Nowadays, everyone talks about it: climate change, and more importantly, how to stop it from happening. Although there's a lot of debate around the topic, the conscensus is that by inventing a way of generating clean energy, we can slow down (and maybe even reverse) the effects global warming has on the planet. Using energy that was created without burning millions of years worth of stored carbon, we can not only power our everyday lives, but also capture the carbon we've been blowing into our atmosphere using the energy-intensive process of carbon capture.
But there are still some problems. Currently, photovoltaic cells are pretty much useless during winter when it comes to fueling the homes of millions (at least where I live).
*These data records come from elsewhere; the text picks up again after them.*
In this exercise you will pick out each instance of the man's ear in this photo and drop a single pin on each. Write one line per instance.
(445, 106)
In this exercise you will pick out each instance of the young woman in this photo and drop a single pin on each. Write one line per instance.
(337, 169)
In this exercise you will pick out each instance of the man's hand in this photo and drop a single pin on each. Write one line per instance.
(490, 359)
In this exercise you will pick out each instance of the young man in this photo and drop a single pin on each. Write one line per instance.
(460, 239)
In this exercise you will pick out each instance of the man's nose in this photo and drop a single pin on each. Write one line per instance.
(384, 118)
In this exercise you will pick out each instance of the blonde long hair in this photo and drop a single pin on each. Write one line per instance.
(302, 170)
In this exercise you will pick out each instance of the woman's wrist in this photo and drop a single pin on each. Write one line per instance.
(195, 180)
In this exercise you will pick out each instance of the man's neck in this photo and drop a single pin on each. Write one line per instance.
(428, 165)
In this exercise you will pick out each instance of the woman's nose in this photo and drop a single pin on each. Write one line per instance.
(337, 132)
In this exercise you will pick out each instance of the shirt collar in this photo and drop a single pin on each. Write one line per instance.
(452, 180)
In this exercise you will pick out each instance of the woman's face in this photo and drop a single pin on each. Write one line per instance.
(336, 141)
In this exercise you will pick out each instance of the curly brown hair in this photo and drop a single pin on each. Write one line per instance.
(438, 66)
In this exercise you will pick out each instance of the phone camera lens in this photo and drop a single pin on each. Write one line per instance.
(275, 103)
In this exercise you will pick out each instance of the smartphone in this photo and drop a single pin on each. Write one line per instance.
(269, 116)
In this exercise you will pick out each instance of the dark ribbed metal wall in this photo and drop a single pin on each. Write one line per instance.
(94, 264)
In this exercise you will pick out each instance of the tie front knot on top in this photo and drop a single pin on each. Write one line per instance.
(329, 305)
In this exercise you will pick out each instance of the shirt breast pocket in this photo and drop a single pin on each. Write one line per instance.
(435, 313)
We want to warm our homes, but there's not enough clean energy during those months, so we fall back on nuclear.
Wouldn't it therefore be better to have a small rise in global temperature? I mean, a higher temperature means you don't have to warm your home during winter (as much). During summer, you can use the extra energy generated by the photovoltaic cells to power airconditioners in order to cool buildings and (maybe) use some excess energy to stop the snowball effect that those higher temperatures would have on the climate and keep it at a constant level. Even though cooling requires more energy than heating, might it break even?
I don't have the knowledge nor the means to calculate if this is the case.
I know that climate change is a thing and that it's really, really bad. I'm not a guy that doesn't believe the effects it has on our surroundings. I just don't have the means to investigate this idea, that's why I ask you: will the rise in temperature have a positive effect on our energy production and the ability to satisfy energy demand?